Tidak ada yang perlu ditakutkan dengan kematian. Mati adalah hal biasa dan bukanlah suatu masalah besar―tinggal memilih pilihan restrat dan kembali mengulangi permainan yang sama. Lalu kembali menemukan jalan yang benar dan menghindari kematian yang pernah sempat dialami.
.
Thank you for playing.
Are you play again?
[Play with lastest saved game]
―[Play with new game]
[Exit without save game]
.
Tapi kalau misalnya hidup ini seperti dunia game―
.
Thank you.
Choose your character.
[Knight]
[Thief]
[Assassin]
―[Mage]
.
Denyutan halus suara jam berdetik masih setia menemaninya untuk bermain lagi.

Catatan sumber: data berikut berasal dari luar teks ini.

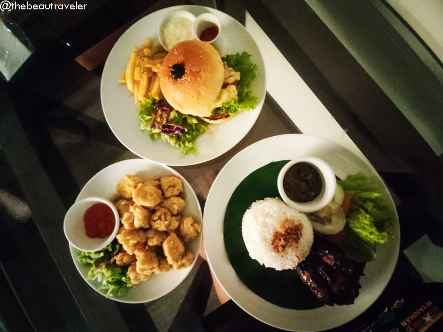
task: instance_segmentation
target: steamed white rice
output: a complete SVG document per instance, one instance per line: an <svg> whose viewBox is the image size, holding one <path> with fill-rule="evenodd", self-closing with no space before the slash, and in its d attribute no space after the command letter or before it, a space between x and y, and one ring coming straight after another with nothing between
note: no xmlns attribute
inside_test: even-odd
<svg viewBox="0 0 443 332"><path fill-rule="evenodd" d="M286 219L303 224L301 237L278 253L271 245L273 237L276 228ZM253 203L243 215L242 234L252 258L279 271L296 267L308 256L314 241L312 226L306 215L279 198L265 198Z"/></svg>

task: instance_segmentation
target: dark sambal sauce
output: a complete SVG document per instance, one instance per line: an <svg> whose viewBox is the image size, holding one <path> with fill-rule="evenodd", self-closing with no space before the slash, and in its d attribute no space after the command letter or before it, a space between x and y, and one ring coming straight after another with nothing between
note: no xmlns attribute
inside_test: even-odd
<svg viewBox="0 0 443 332"><path fill-rule="evenodd" d="M104 239L112 234L115 227L115 215L107 204L95 203L83 215L85 229L88 238Z"/></svg>
<svg viewBox="0 0 443 332"><path fill-rule="evenodd" d="M283 189L295 202L313 201L321 192L323 182L315 167L306 162L294 164L283 178Z"/></svg>
<svg viewBox="0 0 443 332"><path fill-rule="evenodd" d="M211 41L219 34L219 27L214 25L203 30L198 38L202 41Z"/></svg>

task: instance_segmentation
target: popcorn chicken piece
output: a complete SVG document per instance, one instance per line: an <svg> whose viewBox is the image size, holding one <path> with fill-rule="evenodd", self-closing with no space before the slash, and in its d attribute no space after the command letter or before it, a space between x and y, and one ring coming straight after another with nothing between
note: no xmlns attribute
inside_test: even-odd
<svg viewBox="0 0 443 332"><path fill-rule="evenodd" d="M177 214L185 207L185 200L178 196L173 196L165 199L161 206L168 209L172 214Z"/></svg>
<svg viewBox="0 0 443 332"><path fill-rule="evenodd" d="M115 259L115 264L119 266L126 266L129 265L135 260L135 256L133 255L129 255L127 252L121 252L114 257Z"/></svg>
<svg viewBox="0 0 443 332"><path fill-rule="evenodd" d="M134 204L129 208L134 215L134 227L135 228L149 228L152 212L138 204Z"/></svg>
<svg viewBox="0 0 443 332"><path fill-rule="evenodd" d="M188 242L201 233L201 222L194 221L192 217L184 217L180 221L178 235L185 242Z"/></svg>
<svg viewBox="0 0 443 332"><path fill-rule="evenodd" d="M137 255L135 270L138 273L150 274L157 270L160 259L154 251L147 250Z"/></svg>
<svg viewBox="0 0 443 332"><path fill-rule="evenodd" d="M188 250L185 253L183 257L182 257L180 261L177 263L174 267L174 269L176 269L176 270L186 269L192 264L193 260L194 254Z"/></svg>
<svg viewBox="0 0 443 332"><path fill-rule="evenodd" d="M117 235L118 235L119 234L120 234L121 233L122 233L124 230L125 230L125 226L121 226L120 228L119 228L119 231L117 232Z"/></svg>
<svg viewBox="0 0 443 332"><path fill-rule="evenodd" d="M127 174L119 181L115 190L125 198L131 198L134 190L141 182L141 179L136 175Z"/></svg>
<svg viewBox="0 0 443 332"><path fill-rule="evenodd" d="M149 274L138 273L137 272L135 264L135 262L134 262L127 268L127 275L130 278L131 282L134 285L136 285L141 281L148 280L148 278L149 277Z"/></svg>
<svg viewBox="0 0 443 332"><path fill-rule="evenodd" d="M148 238L148 244L149 245L161 245L161 243L168 237L168 235L165 232L158 231L156 229L148 229L146 231L146 236Z"/></svg>
<svg viewBox="0 0 443 332"><path fill-rule="evenodd" d="M160 178L154 178L150 180L148 180L146 182L150 184L152 184L154 186L156 187L158 189L161 189L161 186L160 185Z"/></svg>
<svg viewBox="0 0 443 332"><path fill-rule="evenodd" d="M134 202L132 200L127 199L126 198L122 198L119 200L115 204L116 209L119 211L119 215L120 216L120 219L123 217L123 215L127 212L129 211L129 208L131 207Z"/></svg>
<svg viewBox="0 0 443 332"><path fill-rule="evenodd" d="M148 245L148 243L144 243L141 244L138 244L137 246L137 247L135 248L135 250L134 252L134 254L135 255L135 258L140 255L140 254L143 253L145 251L149 249L149 246Z"/></svg>
<svg viewBox="0 0 443 332"><path fill-rule="evenodd" d="M151 225L158 231L173 232L180 223L180 216L172 215L164 208L158 207L151 217Z"/></svg>
<svg viewBox="0 0 443 332"><path fill-rule="evenodd" d="M183 191L182 179L177 177L164 177L160 179L160 185L164 197L177 196Z"/></svg>
<svg viewBox="0 0 443 332"><path fill-rule="evenodd" d="M172 266L168 263L168 261L166 259L165 259L164 258L160 258L160 265L158 266L158 268L157 269L157 270L155 272L155 273L157 273L158 274L159 274L161 273L167 272L171 269L172 269Z"/></svg>
<svg viewBox="0 0 443 332"><path fill-rule="evenodd" d="M122 223L125 229L134 229L134 213L130 211L126 212L122 218Z"/></svg>
<svg viewBox="0 0 443 332"><path fill-rule="evenodd" d="M132 198L136 204L153 209L161 202L163 196L161 190L148 181L137 187Z"/></svg>
<svg viewBox="0 0 443 332"><path fill-rule="evenodd" d="M187 268L194 259L194 254L185 250L185 246L175 233L168 237L162 246L168 263L176 270Z"/></svg>
<svg viewBox="0 0 443 332"><path fill-rule="evenodd" d="M116 237L123 249L129 255L133 255L137 248L146 242L146 232L141 229L125 229Z"/></svg>

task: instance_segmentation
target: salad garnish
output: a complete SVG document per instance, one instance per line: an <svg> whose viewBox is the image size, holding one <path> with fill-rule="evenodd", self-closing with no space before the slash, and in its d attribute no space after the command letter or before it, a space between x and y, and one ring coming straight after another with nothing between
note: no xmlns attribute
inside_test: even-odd
<svg viewBox="0 0 443 332"><path fill-rule="evenodd" d="M90 252L75 249L77 261L90 267L86 279L100 282L98 290L106 291L107 298L122 296L133 286L127 275L127 267L112 264L114 256L119 252L120 247L116 239L98 251Z"/></svg>

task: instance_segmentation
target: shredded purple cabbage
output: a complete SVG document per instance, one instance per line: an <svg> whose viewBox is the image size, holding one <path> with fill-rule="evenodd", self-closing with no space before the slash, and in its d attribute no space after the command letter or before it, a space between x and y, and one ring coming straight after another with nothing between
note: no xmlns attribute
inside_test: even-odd
<svg viewBox="0 0 443 332"><path fill-rule="evenodd" d="M157 110L157 115L153 121L151 125L152 127L159 128L162 134L168 135L181 135L188 131L188 129L185 127L168 123L171 112L174 110L174 108L166 100L158 100L154 107Z"/></svg>
<svg viewBox="0 0 443 332"><path fill-rule="evenodd" d="M160 126L161 128L162 134L168 134L174 135L175 134L182 134L188 131L188 129L185 127L177 125L177 124L170 124L169 123L163 123Z"/></svg>
<svg viewBox="0 0 443 332"><path fill-rule="evenodd" d="M156 104L155 108L157 112L161 112L166 116L166 122L169 120L169 116L171 115L171 112L174 110L174 108L169 105L169 103L166 101L166 99L160 99L158 100Z"/></svg>

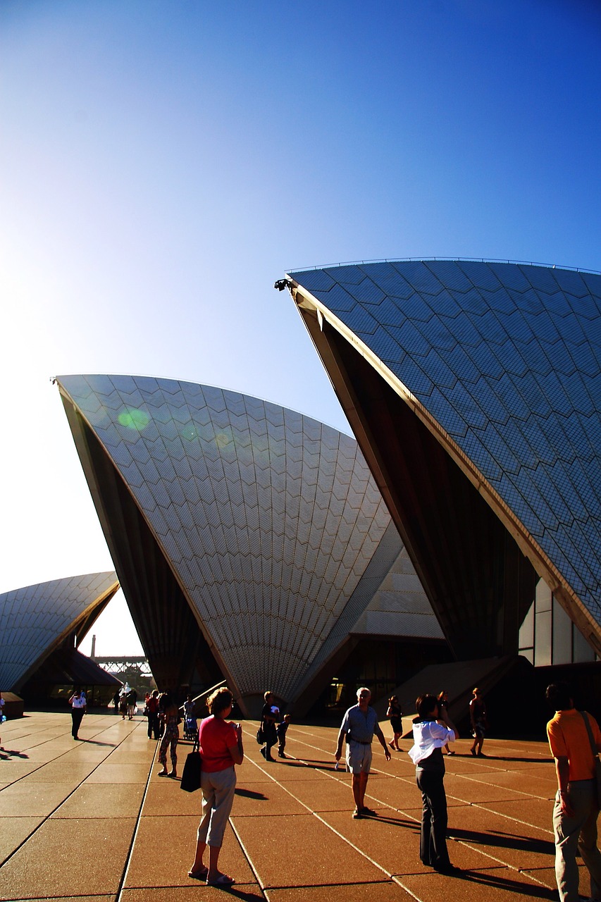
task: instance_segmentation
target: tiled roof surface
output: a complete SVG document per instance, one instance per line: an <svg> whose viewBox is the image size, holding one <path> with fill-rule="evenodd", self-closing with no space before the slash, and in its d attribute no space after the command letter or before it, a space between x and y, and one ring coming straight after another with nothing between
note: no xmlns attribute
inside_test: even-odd
<svg viewBox="0 0 601 902"><path fill-rule="evenodd" d="M111 570L53 579L0 594L0 689L17 685L116 581Z"/></svg>
<svg viewBox="0 0 601 902"><path fill-rule="evenodd" d="M601 276L443 260L290 275L415 396L601 622Z"/></svg>
<svg viewBox="0 0 601 902"><path fill-rule="evenodd" d="M238 689L293 697L391 523L355 439L209 386L104 375L59 383Z"/></svg>

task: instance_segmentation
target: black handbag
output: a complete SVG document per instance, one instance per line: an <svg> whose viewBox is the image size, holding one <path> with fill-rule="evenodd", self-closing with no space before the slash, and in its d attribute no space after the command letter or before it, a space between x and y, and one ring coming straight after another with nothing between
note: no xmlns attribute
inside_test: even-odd
<svg viewBox="0 0 601 902"><path fill-rule="evenodd" d="M595 779L596 782L596 804L599 808L601 808L601 760L599 760L599 753L596 750L596 745L595 744L595 740L593 739L593 732L590 729L590 723L588 723L588 718L587 717L586 711L578 711L578 713L584 719L585 724L587 726L587 732L588 733L588 740L590 741L590 749L593 752L593 758L595 759Z"/></svg>
<svg viewBox="0 0 601 902"><path fill-rule="evenodd" d="M198 741L195 741L192 750L189 753L184 769L181 772L181 782L180 788L184 792L196 792L200 788L200 772L202 770L202 759Z"/></svg>

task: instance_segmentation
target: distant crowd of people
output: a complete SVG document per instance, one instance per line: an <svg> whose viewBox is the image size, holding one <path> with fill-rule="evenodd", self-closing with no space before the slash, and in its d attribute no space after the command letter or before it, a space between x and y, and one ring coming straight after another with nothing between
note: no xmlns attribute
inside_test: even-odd
<svg viewBox="0 0 601 902"><path fill-rule="evenodd" d="M1 696L0 696L1 697ZM601 803L601 778L597 783L596 768L601 769L597 754L601 752L601 732L589 713L574 707L574 693L563 683L548 686L546 697L555 712L547 724L547 736L555 760L558 791L553 809L555 837L555 874L560 902L578 902L578 865L577 855L589 871L591 898L601 899L601 852L597 848L596 821ZM272 749L277 744L278 756L285 759L289 714L281 715L271 691L264 695L264 704L257 739L265 761L274 761ZM356 704L345 713L337 736L334 758L336 768L343 757L351 775L355 808L354 819L374 817L376 812L365 805L365 794L372 765L372 743L375 737L382 746L386 761L393 749L402 751L399 740L403 734L402 711L396 695L388 699L386 717L392 738L387 742L370 704L371 692L361 686ZM78 732L87 711L86 694L80 688L70 696L72 736ZM123 719L131 719L136 710L135 690L116 693L116 711ZM208 716L198 726L197 704L191 695L178 706L170 693L157 689L147 694L143 713L148 719L149 739L161 739L159 776L177 777L177 745L179 724L184 721L185 735L199 744L202 760L200 789L202 816L197 833L196 853L189 876L206 880L208 885L229 887L235 880L219 870L219 852L224 830L231 812L236 787L236 766L244 760L242 728L229 722L234 696L226 686L215 691L207 701ZM438 695L424 694L415 702L417 717L411 721L412 745L409 757L415 765L417 787L421 793L422 817L420 833L420 859L422 864L441 874L452 875L459 869L451 861L447 846L447 796L444 787L444 755L454 755L450 748L458 739L457 727L448 714L448 693ZM485 758L483 751L488 730L486 705L476 686L469 703L469 720L473 742L469 754ZM171 769L167 769L170 753ZM208 861L205 855L208 848Z"/></svg>

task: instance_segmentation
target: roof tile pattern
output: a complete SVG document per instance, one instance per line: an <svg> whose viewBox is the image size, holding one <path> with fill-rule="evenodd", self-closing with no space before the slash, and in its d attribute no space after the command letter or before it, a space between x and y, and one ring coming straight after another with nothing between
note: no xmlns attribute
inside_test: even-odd
<svg viewBox="0 0 601 902"><path fill-rule="evenodd" d="M418 399L601 622L601 276L442 260L291 276Z"/></svg>
<svg viewBox="0 0 601 902"><path fill-rule="evenodd" d="M0 688L16 686L116 581L115 571L91 573L1 594Z"/></svg>
<svg viewBox="0 0 601 902"><path fill-rule="evenodd" d="M391 522L355 439L218 388L104 375L59 383L237 689L292 698Z"/></svg>

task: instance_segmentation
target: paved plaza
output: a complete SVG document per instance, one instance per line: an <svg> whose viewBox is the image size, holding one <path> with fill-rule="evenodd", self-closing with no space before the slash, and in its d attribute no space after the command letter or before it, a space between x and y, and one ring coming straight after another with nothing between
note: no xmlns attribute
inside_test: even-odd
<svg viewBox="0 0 601 902"><path fill-rule="evenodd" d="M353 820L350 778L334 770L337 731L292 723L290 758L265 762L245 723L246 758L219 866L230 890L188 878L199 793L159 778L157 744L138 716L32 713L2 726L0 899L194 902L226 894L268 902L556 899L550 829L555 774L544 742L469 741L448 758L451 861L444 877L418 856L421 796L406 753L379 745L367 804ZM402 741L403 749L410 741ZM190 746L179 746L181 771ZM588 892L586 870L580 892ZM366 896L367 894L367 896Z"/></svg>

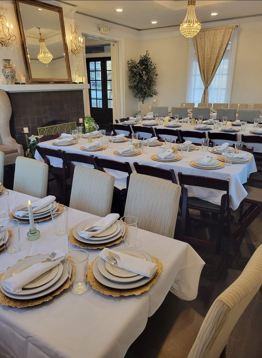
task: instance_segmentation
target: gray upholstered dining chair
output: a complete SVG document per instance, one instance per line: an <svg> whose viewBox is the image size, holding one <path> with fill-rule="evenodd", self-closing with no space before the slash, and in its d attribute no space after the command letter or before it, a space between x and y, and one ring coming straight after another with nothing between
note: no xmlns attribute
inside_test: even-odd
<svg viewBox="0 0 262 358"><path fill-rule="evenodd" d="M69 207L94 215L110 213L115 178L107 173L76 165ZM87 188L90 188L87 191Z"/></svg>
<svg viewBox="0 0 262 358"><path fill-rule="evenodd" d="M189 110L192 110L194 106L194 103L191 103L190 102L182 102L181 106L181 107L187 107Z"/></svg>
<svg viewBox="0 0 262 358"><path fill-rule="evenodd" d="M168 107L153 107L153 115L158 113L159 117L167 117L168 115Z"/></svg>
<svg viewBox="0 0 262 358"><path fill-rule="evenodd" d="M175 115L178 114L179 118L185 118L187 117L187 107L172 107L172 117L174 117Z"/></svg>
<svg viewBox="0 0 262 358"><path fill-rule="evenodd" d="M140 229L173 238L181 193L181 188L176 184L133 173L130 175L124 216L136 217ZM159 205L160 203L164 205Z"/></svg>
<svg viewBox="0 0 262 358"><path fill-rule="evenodd" d="M245 121L249 123L254 122L254 118L259 118L260 111L257 110L239 110L237 119L239 121ZM262 118L259 122L262 122Z"/></svg>
<svg viewBox="0 0 262 358"><path fill-rule="evenodd" d="M228 103L213 103L213 108L214 111L217 111L218 108L221 108L221 107L223 107L226 109L228 107Z"/></svg>
<svg viewBox="0 0 262 358"><path fill-rule="evenodd" d="M209 108L198 108L193 107L192 111L192 118L198 118L198 116L203 116L204 119L209 119L210 118L210 110Z"/></svg>
<svg viewBox="0 0 262 358"><path fill-rule="evenodd" d="M18 157L15 161L14 190L41 199L46 196L48 166L39 160Z"/></svg>
<svg viewBox="0 0 262 358"><path fill-rule="evenodd" d="M235 108L218 108L217 111L217 119L222 120L223 117L227 117L227 120L232 121L236 120Z"/></svg>

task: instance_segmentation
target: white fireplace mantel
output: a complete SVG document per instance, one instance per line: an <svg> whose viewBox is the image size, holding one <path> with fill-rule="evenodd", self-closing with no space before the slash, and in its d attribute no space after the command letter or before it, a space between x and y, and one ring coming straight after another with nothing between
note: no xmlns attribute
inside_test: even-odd
<svg viewBox="0 0 262 358"><path fill-rule="evenodd" d="M41 92L50 91L83 90L89 88L89 85L88 84L80 84L0 85L0 90L4 90L6 92Z"/></svg>

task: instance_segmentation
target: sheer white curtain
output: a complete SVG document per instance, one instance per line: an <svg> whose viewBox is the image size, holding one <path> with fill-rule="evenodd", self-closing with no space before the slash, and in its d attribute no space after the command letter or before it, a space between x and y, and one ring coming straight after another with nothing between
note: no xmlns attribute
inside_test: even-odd
<svg viewBox="0 0 262 358"><path fill-rule="evenodd" d="M209 103L230 103L238 28L234 31L211 84L209 87ZM197 60L192 40L189 44L187 67L186 102L201 102L204 90Z"/></svg>

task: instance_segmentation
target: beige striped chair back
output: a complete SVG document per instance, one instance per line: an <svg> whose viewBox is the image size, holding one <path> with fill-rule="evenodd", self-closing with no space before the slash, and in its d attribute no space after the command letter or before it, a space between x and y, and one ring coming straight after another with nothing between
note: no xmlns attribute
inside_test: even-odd
<svg viewBox="0 0 262 358"><path fill-rule="evenodd" d="M212 103L199 103L197 105L198 108L201 108L203 107L204 108L207 107L208 108L211 108L212 107Z"/></svg>
<svg viewBox="0 0 262 358"><path fill-rule="evenodd" d="M115 178L107 173L76 165L69 206L94 215L110 213Z"/></svg>
<svg viewBox="0 0 262 358"><path fill-rule="evenodd" d="M179 118L186 118L188 116L187 107L172 107L172 117L178 114Z"/></svg>
<svg viewBox="0 0 262 358"><path fill-rule="evenodd" d="M181 107L187 107L188 110L192 110L194 106L194 103L190 103L190 102L182 102L181 106Z"/></svg>
<svg viewBox="0 0 262 358"><path fill-rule="evenodd" d="M124 216L136 217L140 229L173 238L181 192L180 187L176 184L133 173L130 176Z"/></svg>
<svg viewBox="0 0 262 358"><path fill-rule="evenodd" d="M219 358L236 324L261 284L261 245L239 277L215 300L188 358Z"/></svg>
<svg viewBox="0 0 262 358"><path fill-rule="evenodd" d="M213 108L214 111L217 111L217 108L220 108L221 107L224 107L224 108L226 109L228 107L228 103L213 103Z"/></svg>
<svg viewBox="0 0 262 358"><path fill-rule="evenodd" d="M235 108L218 108L217 111L217 119L222 120L223 117L227 117L227 120L232 122L236 120Z"/></svg>
<svg viewBox="0 0 262 358"><path fill-rule="evenodd" d="M153 107L153 115L158 113L159 117L167 117L168 115L168 107Z"/></svg>
<svg viewBox="0 0 262 358"><path fill-rule="evenodd" d="M239 110L237 119L239 121L246 121L249 123L253 123L254 118L259 118L260 113L259 109Z"/></svg>
<svg viewBox="0 0 262 358"><path fill-rule="evenodd" d="M42 199L46 196L48 166L34 159L18 157L14 190Z"/></svg>
<svg viewBox="0 0 262 358"><path fill-rule="evenodd" d="M141 103L140 105L140 110L141 112L141 117L143 117L147 115L147 113L150 112L149 105L147 103Z"/></svg>
<svg viewBox="0 0 262 358"><path fill-rule="evenodd" d="M204 119L209 119L210 118L210 110L209 108L198 108L193 107L192 111L192 118L198 118L198 116L203 116Z"/></svg>
<svg viewBox="0 0 262 358"><path fill-rule="evenodd" d="M239 107L238 107L238 105L239 105ZM230 107L229 108L235 108L236 110L239 109L244 109L245 108L247 108L247 103L231 103Z"/></svg>

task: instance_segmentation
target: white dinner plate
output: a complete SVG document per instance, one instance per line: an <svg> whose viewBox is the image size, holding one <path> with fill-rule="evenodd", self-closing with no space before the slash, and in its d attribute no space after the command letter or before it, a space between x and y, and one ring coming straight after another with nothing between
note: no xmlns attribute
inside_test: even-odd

Aku kembali mendekapkan telinganya dengan headset. Jarum jam baru menunjukan pukul sepuluh malam lewat tigabelas menit. Masih terlalu dini untuk mengambil selimut dan menuju dunia mimpi. Game RPG-ku telah menungguku untuk dihabisi. Dendam kesumat dengan boss ini masih belum reda. Aku harus mengejar level terakhir yang bisa kucapai malam ini. Lalu menghabisi boss yang satu itu.
Masa bodoh dengan sekolah besok ataupun tumpukan tugas-tugas. Aku hanya ingin main game ini. Menuntaskan rasa penasaran dari spoiler alur beredar luas di dunia maya.
Lagipula, aku masih bisa bolos besok.
"Akan kupastikan kalian akan berlutut padaku."
Maka pilihan class karakterku terdampar pada pilihan mage.
Aku kembali memulai gamenya. Terlahir sebagai sosok penyihir muda dengan sihir kegelapan terkuat yang bersemayam di tubuhnya, kata orang yang berhasil menamatkan game ini sebelum dirinya. Katanya, penyihir ini bisa menghidupkan dirinya dari kematian, tanpa menggunakan the origin of life. Tanpa bayaran mahal tentunya.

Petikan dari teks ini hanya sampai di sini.